Just as impressive as the length of the game-clinching drive — another step forward for this offense — was that the 19th-ranked Hokies (6-1, 2-1 ACC) converted all four of their third downs on the possession. They were 2-of-9 before that. Thomas ran for 10 yards on third-and-10 and passed for 13 yards on third -and-8, before the third-and-9 touchdown pass.

Because of the first quarter, his final numbers were not as flawless as last week’s 38-35 win over Miami, in which he completed 23-of-25 passes for 310 yards. But how the offense reacted to the first quarter mattered more to Thomas than the box score.

“I think it gives us a confidence that we can go out there and score when we need to score and score at will,” Thomas said.

In the bigger picture, things got interesting in the ACC Coastal Division on Saturday, as 12th-ranked Georgia Tech lost 24-21 at Virginia. The Yellow Jackets were 6-0, 3-0. Now, every team in the Coastal has at least one league loss. The Hokies play two should-win games (Boston College and Duke) before having an off week leading into their Thursday night showdown Nov. 10 at Georgia Tech, their biggest rival recently.

The Hokies’ offense was a mess to start Saturday’s game, looking nothing like the group that gained 482 yards against Miami. Tech went three plays and out on its first four drives, then managed six plays for 18 yards on its fifth drive before punting.

Things looked grim for the Hokies. On Tanner Price’s 79-yard touchdown pass to Chris Givens in the first quarter, All-American cornerback Jayron Hosley pulled up lame. He tweaked his left hamstring and was out for the game. His absence Saturday left Tech without four defensive starters — two of whom are out for the season.

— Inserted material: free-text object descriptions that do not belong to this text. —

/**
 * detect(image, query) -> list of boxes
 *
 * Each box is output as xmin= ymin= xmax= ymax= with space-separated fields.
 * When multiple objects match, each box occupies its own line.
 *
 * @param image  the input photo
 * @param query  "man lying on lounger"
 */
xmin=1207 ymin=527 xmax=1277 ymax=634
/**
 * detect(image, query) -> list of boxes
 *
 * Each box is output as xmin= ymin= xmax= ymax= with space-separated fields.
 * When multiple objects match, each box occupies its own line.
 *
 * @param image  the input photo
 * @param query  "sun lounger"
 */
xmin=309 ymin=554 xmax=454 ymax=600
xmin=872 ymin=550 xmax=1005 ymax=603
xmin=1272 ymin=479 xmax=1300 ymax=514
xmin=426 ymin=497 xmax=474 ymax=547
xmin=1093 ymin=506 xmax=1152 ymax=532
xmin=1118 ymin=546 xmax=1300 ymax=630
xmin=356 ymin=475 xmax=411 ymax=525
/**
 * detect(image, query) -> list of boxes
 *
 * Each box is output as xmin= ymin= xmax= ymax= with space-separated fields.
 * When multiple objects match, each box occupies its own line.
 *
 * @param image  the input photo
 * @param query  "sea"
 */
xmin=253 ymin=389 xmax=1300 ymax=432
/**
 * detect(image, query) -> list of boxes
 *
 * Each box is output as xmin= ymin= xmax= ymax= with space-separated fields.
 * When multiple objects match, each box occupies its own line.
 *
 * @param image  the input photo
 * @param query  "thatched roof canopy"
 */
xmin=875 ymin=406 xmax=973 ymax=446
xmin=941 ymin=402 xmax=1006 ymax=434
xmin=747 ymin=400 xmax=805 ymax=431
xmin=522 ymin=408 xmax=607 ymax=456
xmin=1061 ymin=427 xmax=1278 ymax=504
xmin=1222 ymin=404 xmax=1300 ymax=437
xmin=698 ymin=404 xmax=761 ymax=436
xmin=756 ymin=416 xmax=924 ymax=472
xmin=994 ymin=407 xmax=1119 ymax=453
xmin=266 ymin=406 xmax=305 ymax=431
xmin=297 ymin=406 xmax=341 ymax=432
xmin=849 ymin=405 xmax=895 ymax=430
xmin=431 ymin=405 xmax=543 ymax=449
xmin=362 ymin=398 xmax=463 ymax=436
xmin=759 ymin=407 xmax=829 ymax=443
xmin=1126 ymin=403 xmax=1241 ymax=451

But after that touchdown, Tech’s defense locked down the Demon Deacons (4-2, 3-1). Their final six drives of the first half consisted of four three-and-outs and two four-and-outs. After the Hokies’ brutal first five drives, they scored touchdowns on three of their final four drives of the half. The Hokies finished the second quarter having outgained Wake 200-25. They never looked back.

“No one panicked,” coach Frank Beamer said. “Everyone kept doing their business.”